Monitoring (OpenAI) quickstart

This guide covers how to get started with Gentrace for monitoring OpenAI. Gentrace monitors your logged OpenAI requests and tracks speed, cost, and aggregate statistics.

Installation

🛑Server-side only

Please only use this library on the server-side. Using it on the client-side will reveal your API key.

First, install our core package.

bash
# Execute only one, depending on your package manager
npm i @gentrace/core
yarn add @gentrace/core
pnpm i @gentrace/core

If you want to use our provider SDK handlers, you must install our associated plugin SDKs. These SDKs have a direct dependency on the officially supported SDK for their respective providers. We type match the official SDK whenever possible.
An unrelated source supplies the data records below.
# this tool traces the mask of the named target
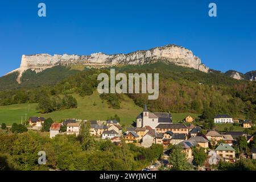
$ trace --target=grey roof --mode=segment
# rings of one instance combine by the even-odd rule
[[[163,134],[162,133],[156,133],[156,136],[157,138],[163,138]]]
[[[156,128],[158,129],[187,129],[187,127],[184,124],[173,124],[173,123],[160,123]]]
[[[227,131],[226,135],[230,135],[233,138],[238,138],[243,136],[245,133],[243,131]]]
[[[196,126],[191,131],[189,131],[191,134],[197,134],[201,132],[201,128],[199,126]]]
[[[135,133],[134,131],[130,131],[130,133],[134,135],[135,137],[139,137],[139,136],[136,133]]]
[[[126,131],[134,131],[136,129],[136,127],[128,127],[126,129]]]
[[[75,123],[76,122],[76,119],[66,119],[64,121],[63,121],[63,125],[67,125],[68,123]]]
[[[39,119],[42,121],[44,121],[46,120],[44,117],[30,117],[30,119],[32,122],[36,122]]]
[[[188,140],[195,140],[196,143],[208,143],[209,141],[203,136],[191,137]]]
[[[184,149],[189,148],[197,145],[197,143],[195,141],[184,140],[178,144],[181,145]]]
[[[245,120],[243,122],[244,123],[248,123],[248,124],[251,124],[251,121],[249,120]]]
[[[110,131],[104,131],[102,133],[102,134],[114,134],[114,135],[118,135],[118,134],[114,130],[110,130]]]
[[[186,139],[186,135],[181,133],[175,133],[172,135],[172,139],[184,140]]]
[[[232,118],[232,117],[228,114],[217,114],[214,118]]]
[[[146,104],[144,105],[143,112],[148,112],[148,110],[147,110],[147,105]]]
[[[113,120],[108,120],[106,121],[107,124],[117,124],[118,123],[118,121],[117,121],[116,119]]]
[[[108,129],[108,126],[104,125],[92,124],[90,125],[90,128],[94,129],[95,130],[100,130],[100,129],[106,130]]]
[[[142,119],[142,113],[139,114],[139,115],[137,116],[137,119]]]
[[[221,143],[220,145],[217,147],[216,151],[236,151],[232,147],[229,145],[227,143]]]
[[[171,136],[172,136],[172,135],[174,134],[174,133],[171,131],[167,131],[165,133],[167,133],[167,134],[169,134]]]

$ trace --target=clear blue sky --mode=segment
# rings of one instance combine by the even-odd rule
[[[47,17],[38,5],[47,6]],[[208,16],[215,2],[217,17]],[[175,44],[210,68],[256,69],[256,1],[0,1],[0,76],[23,54],[129,53]]]

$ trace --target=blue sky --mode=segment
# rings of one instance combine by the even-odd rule
[[[47,17],[38,5],[47,6]],[[217,17],[208,16],[208,5]],[[189,49],[210,68],[256,69],[256,1],[0,1],[0,76],[23,54],[129,53],[168,44]]]

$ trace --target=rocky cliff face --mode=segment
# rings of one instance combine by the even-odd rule
[[[20,68],[11,72],[19,72],[17,81],[19,82],[22,73],[29,69],[39,72],[57,65],[83,64],[110,66],[117,64],[148,64],[158,60],[195,68],[204,72],[209,71],[209,68],[201,64],[200,59],[195,56],[191,51],[180,46],[167,45],[128,54],[108,55],[100,52],[92,53],[90,56],[66,54],[54,56],[48,54],[23,55]]]

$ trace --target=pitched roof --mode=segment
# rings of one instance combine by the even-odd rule
[[[156,138],[163,138],[163,134],[162,133],[156,133]]]
[[[221,143],[217,147],[216,151],[236,151],[236,150],[231,147],[230,145],[226,143]]]
[[[195,140],[196,143],[208,143],[209,141],[201,136],[191,137],[189,141]]]
[[[75,119],[66,119],[64,121],[63,121],[63,123],[64,125],[67,125],[70,123],[76,123],[76,121]]]
[[[191,131],[189,131],[191,134],[197,134],[201,132],[201,128],[199,126],[196,126]]]
[[[102,132],[102,134],[105,135],[110,135],[110,134],[113,134],[113,135],[118,135],[118,134],[114,130],[112,130],[110,131],[106,130]]]
[[[166,131],[165,133],[170,135],[171,136],[172,136],[172,135],[174,134],[174,133],[171,131]]]
[[[234,140],[231,135],[222,135],[224,140]]]
[[[187,127],[184,124],[173,124],[173,123],[160,123],[156,128],[157,129],[187,129]]]
[[[67,125],[67,127],[79,127],[79,123],[69,123]]]
[[[113,126],[115,126],[118,130],[122,130],[122,127],[119,125],[113,125],[110,126],[109,127],[113,127]]]
[[[147,105],[146,104],[144,105],[143,112],[148,112],[148,110],[147,110]]]
[[[118,121],[117,121],[116,119],[108,120],[106,121],[107,124],[117,124],[118,123]]]
[[[44,121],[46,120],[44,117],[30,117],[30,119],[32,122],[36,122],[39,119],[41,121]]]
[[[186,135],[183,133],[175,133],[172,135],[172,139],[184,140],[186,139]]]
[[[197,146],[197,143],[196,143],[195,141],[184,140],[178,144],[181,145],[183,149],[186,149]]]
[[[134,131],[136,127],[128,127],[126,128],[126,131]]]
[[[139,137],[139,136],[136,133],[135,133],[134,131],[130,131],[130,134],[131,134],[133,136],[134,136],[135,137]]]
[[[222,135],[220,134],[219,134],[218,132],[214,130],[209,131],[205,135],[210,136],[222,136]]]
[[[145,128],[147,129],[147,130],[152,130],[152,127],[151,127],[150,126],[145,126]]]
[[[243,122],[243,123],[251,124],[251,121],[250,121],[249,120],[245,120],[245,121]]]
[[[238,138],[246,134],[243,131],[227,131],[225,134],[226,135],[230,135],[233,138]]]
[[[232,118],[232,117],[228,114],[217,114],[214,118]]]
[[[146,135],[149,135],[151,136],[155,137],[156,136],[156,132],[155,130],[151,130],[148,131],[148,132],[147,133],[147,134],[144,136],[146,136]]]
[[[51,126],[50,130],[60,130],[61,127],[61,123],[53,123]]]
[[[134,131],[146,131],[146,130],[147,130],[146,127],[136,127]]]

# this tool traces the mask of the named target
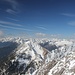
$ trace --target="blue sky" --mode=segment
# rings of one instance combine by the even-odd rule
[[[75,34],[75,0],[0,0],[5,35]]]

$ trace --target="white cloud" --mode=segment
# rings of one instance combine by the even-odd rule
[[[36,26],[36,28],[47,30],[45,27],[42,27],[42,26]]]
[[[24,30],[24,31],[33,31],[33,30],[30,30],[30,29],[24,29],[24,28],[19,28],[19,27],[16,28],[16,27],[4,26],[4,25],[1,25],[1,24],[0,24],[0,27],[17,29],[17,30]]]
[[[19,21],[17,19],[13,19],[13,18],[10,18],[10,17],[6,17],[7,19],[10,19],[10,20],[13,20],[13,21]]]
[[[12,9],[7,9],[6,12],[10,13],[10,14],[17,14],[16,11],[12,10]]]
[[[69,14],[69,13],[62,13],[61,15],[68,16],[68,17],[75,17],[75,14]]]
[[[4,34],[3,31],[0,30],[0,36],[3,36],[3,34]]]
[[[44,33],[36,33],[35,35],[38,36],[38,37],[44,37],[44,36],[46,36],[46,34],[44,34]]]
[[[6,21],[0,21],[0,24],[4,24],[4,25],[12,25],[12,26],[22,26],[21,24],[15,24],[12,22],[6,22]]]

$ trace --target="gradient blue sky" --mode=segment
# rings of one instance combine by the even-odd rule
[[[73,35],[75,0],[0,0],[0,31],[7,35]]]

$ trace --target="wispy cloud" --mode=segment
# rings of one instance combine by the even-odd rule
[[[75,17],[75,14],[69,14],[69,13],[62,13],[61,15],[68,16],[68,17]]]
[[[14,15],[17,13],[16,11],[14,11],[12,9],[7,9],[6,12],[8,12],[10,14],[14,14]]]
[[[30,30],[30,29],[24,29],[24,28],[19,28],[19,27],[5,26],[5,25],[2,25],[2,24],[0,24],[0,27],[11,28],[11,29],[16,29],[16,30],[23,30],[23,31],[33,31],[33,30]]]
[[[38,37],[44,37],[44,36],[46,36],[46,34],[44,34],[44,33],[36,33],[35,35],[38,36]]]
[[[12,26],[23,26],[23,25],[20,25],[20,24],[15,24],[15,23],[12,23],[12,22],[6,22],[6,21],[0,21],[0,24],[4,24],[4,25],[12,25]]]
[[[36,28],[42,29],[42,30],[47,30],[45,27],[42,27],[42,26],[36,26]]]
[[[13,19],[13,18],[10,18],[10,17],[6,17],[7,19],[10,19],[10,20],[13,20],[13,21],[19,21],[17,19]]]
[[[71,26],[75,26],[75,21],[71,21],[68,24],[71,25]]]

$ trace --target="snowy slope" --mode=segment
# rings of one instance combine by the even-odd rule
[[[4,38],[0,41],[18,43],[7,61],[3,61],[0,74],[75,75],[74,40]]]

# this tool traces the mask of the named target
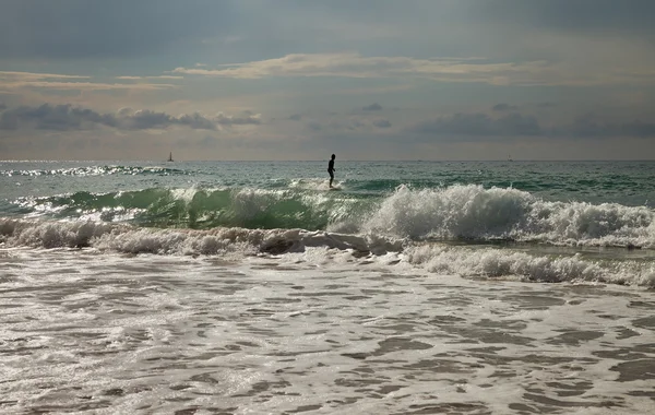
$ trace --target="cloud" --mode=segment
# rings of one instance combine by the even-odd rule
[[[365,111],[379,111],[382,109],[382,106],[378,103],[371,104],[371,105],[367,105],[366,107],[361,108]]]
[[[35,128],[37,130],[75,131],[99,127],[117,130],[148,130],[186,127],[194,130],[217,130],[218,126],[245,126],[261,123],[260,115],[243,117],[218,114],[210,118],[201,114],[183,114],[179,117],[150,109],[122,108],[116,114],[100,114],[72,105],[44,104],[38,107],[22,106],[4,109],[0,114],[0,130]]]
[[[172,73],[254,80],[273,76],[336,76],[354,79],[427,79],[492,85],[655,84],[651,69],[612,66],[581,71],[567,62],[546,60],[491,62],[481,59],[416,59],[365,57],[355,52],[293,54],[282,58],[224,64],[216,69],[176,68]]]
[[[116,76],[117,80],[121,81],[140,81],[140,80],[183,80],[184,76],[176,76],[176,75],[152,75],[152,76]]]
[[[90,82],[91,76],[57,73],[0,71],[0,88],[7,91],[24,88],[45,88],[53,91],[157,91],[176,88],[178,85],[159,83],[103,83]],[[121,81],[132,80],[119,78]]]
[[[603,122],[592,115],[586,115],[577,117],[571,124],[558,129],[558,133],[581,138],[655,138],[655,122],[645,122],[642,120],[632,120],[629,122]]]
[[[389,122],[388,119],[377,119],[373,120],[373,126],[378,127],[378,128],[391,128],[391,122]]]
[[[218,114],[214,118],[216,123],[222,126],[247,126],[247,124],[260,124],[262,123],[260,114],[246,114],[242,117],[227,116],[225,114]]]
[[[408,129],[419,134],[452,134],[472,137],[517,137],[540,135],[541,128],[536,118],[510,114],[500,118],[491,118],[486,114],[455,114],[419,122]]]
[[[545,128],[534,116],[509,114],[492,118],[486,114],[455,114],[416,123],[407,132],[426,135],[466,137],[559,137],[559,138],[655,138],[655,122],[632,120],[607,122],[587,115],[573,122]]]
[[[228,34],[236,23],[229,1],[66,0],[3,1],[3,58],[143,57],[178,50],[203,37]]]
[[[495,111],[499,111],[499,112],[505,112],[505,111],[514,111],[514,110],[519,109],[519,107],[515,105],[509,105],[509,104],[496,104],[491,109],[493,109]]]

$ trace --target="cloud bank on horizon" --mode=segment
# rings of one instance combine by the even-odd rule
[[[8,0],[0,158],[653,158],[653,15],[650,0]]]

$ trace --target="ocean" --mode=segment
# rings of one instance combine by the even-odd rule
[[[0,162],[0,413],[650,414],[655,162]]]

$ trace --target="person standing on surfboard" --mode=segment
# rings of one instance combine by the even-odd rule
[[[334,158],[336,156],[333,154],[332,159],[327,163],[327,173],[330,174],[330,189],[332,189],[332,180],[334,180]]]

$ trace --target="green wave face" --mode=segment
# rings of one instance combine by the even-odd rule
[[[204,229],[324,229],[360,212],[364,199],[338,198],[301,190],[145,189],[139,191],[25,198],[21,213],[58,220],[128,222],[139,226]]]

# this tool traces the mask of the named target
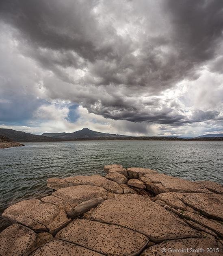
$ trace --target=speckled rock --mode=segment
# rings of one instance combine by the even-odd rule
[[[66,241],[56,239],[38,248],[30,256],[102,256],[102,254]]]
[[[55,238],[111,256],[139,255],[149,241],[145,236],[125,228],[86,219],[74,221]]]
[[[174,195],[177,197],[178,194]],[[182,201],[186,204],[197,211],[202,212],[209,218],[223,221],[223,195],[184,193],[183,195]],[[182,197],[182,195],[179,196]]]
[[[110,180],[113,180],[118,184],[125,184],[128,181],[127,179],[123,174],[117,172],[108,173],[105,176],[105,178]]]
[[[103,202],[91,212],[89,219],[130,228],[155,243],[201,236],[179,217],[136,195],[124,195]]]
[[[89,185],[103,188],[110,192],[122,194],[123,191],[117,183],[100,175],[76,176],[64,179],[49,179],[46,182],[51,188],[57,190],[60,188],[80,185]]]
[[[128,186],[131,186],[135,188],[138,188],[143,189],[146,188],[145,186],[144,185],[144,182],[141,180],[139,180],[137,179],[130,179],[127,183]]]
[[[151,170],[148,168],[140,168],[132,167],[128,168],[127,171],[131,179],[139,179],[147,173],[157,173],[156,171]]]
[[[199,180],[194,183],[203,186],[216,194],[223,194],[223,185],[220,183],[205,180]]]
[[[212,248],[212,252],[207,248]],[[165,252],[164,249],[167,252]],[[188,238],[165,241],[146,249],[140,256],[221,256],[223,255],[223,250],[220,243],[217,243],[210,239]]]
[[[76,186],[58,189],[48,197],[48,201],[62,207],[69,218],[73,219],[107,199],[107,193],[102,188],[88,185]],[[63,206],[61,201],[56,201],[54,197],[64,201],[65,205]]]
[[[71,220],[61,208],[36,199],[22,201],[9,207],[2,217],[10,223],[19,223],[36,232],[49,231],[54,235]]]
[[[26,256],[53,238],[49,233],[37,234],[26,227],[14,224],[0,234],[0,255]]]
[[[149,173],[139,179],[145,183],[147,189],[158,194],[168,191],[212,193],[202,185],[163,173]]]

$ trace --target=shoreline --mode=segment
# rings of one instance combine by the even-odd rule
[[[158,256],[167,246],[192,246],[218,248],[214,255],[222,255],[223,185],[118,164],[104,169],[105,177],[52,177],[47,181],[51,195],[6,209],[2,217],[12,225],[0,234],[0,254],[24,250],[23,236],[34,241],[25,249],[32,256],[62,247],[69,255],[87,250],[81,255]]]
Requires @gentrace/openai@v4 or @gentrace/openai@v3

This section requires Gentrace's official OpenAI plugin. The plugin version matches the major version of the official OpenAI Node.JS SDK.

shell
# For OpenAI v4 (the new version)
npm install @gentrace/openai@v4
# For OpenAI v3 (the older version)
npm install @gentrace/openai@v3

These NPM packages will only work with Node.JS versions >= 16.16.0.

Usage

We designed our SDKs to mostly preserve the original interface to OpenAI's client library. You can simply insert the following lines of code before your OpenAI invocations.

typescript
import { init } from "@gentrace/core";
import { OpenAI } from "@gentrace/openai";
 
// This function globally initializes Gentrace with the appropriate
// credentials. Constructors like OpenAI() will transparently use
// these credentials to authenticate with Gentrace.
init({
apiKey: process.env.GENTRACE_API_KEY
});
 
const openai = new OpenAI({
apiKey: process.env.OPENAI_KEY,
});

The OpenAI class is virtually identical to the equivalents in the official SDK.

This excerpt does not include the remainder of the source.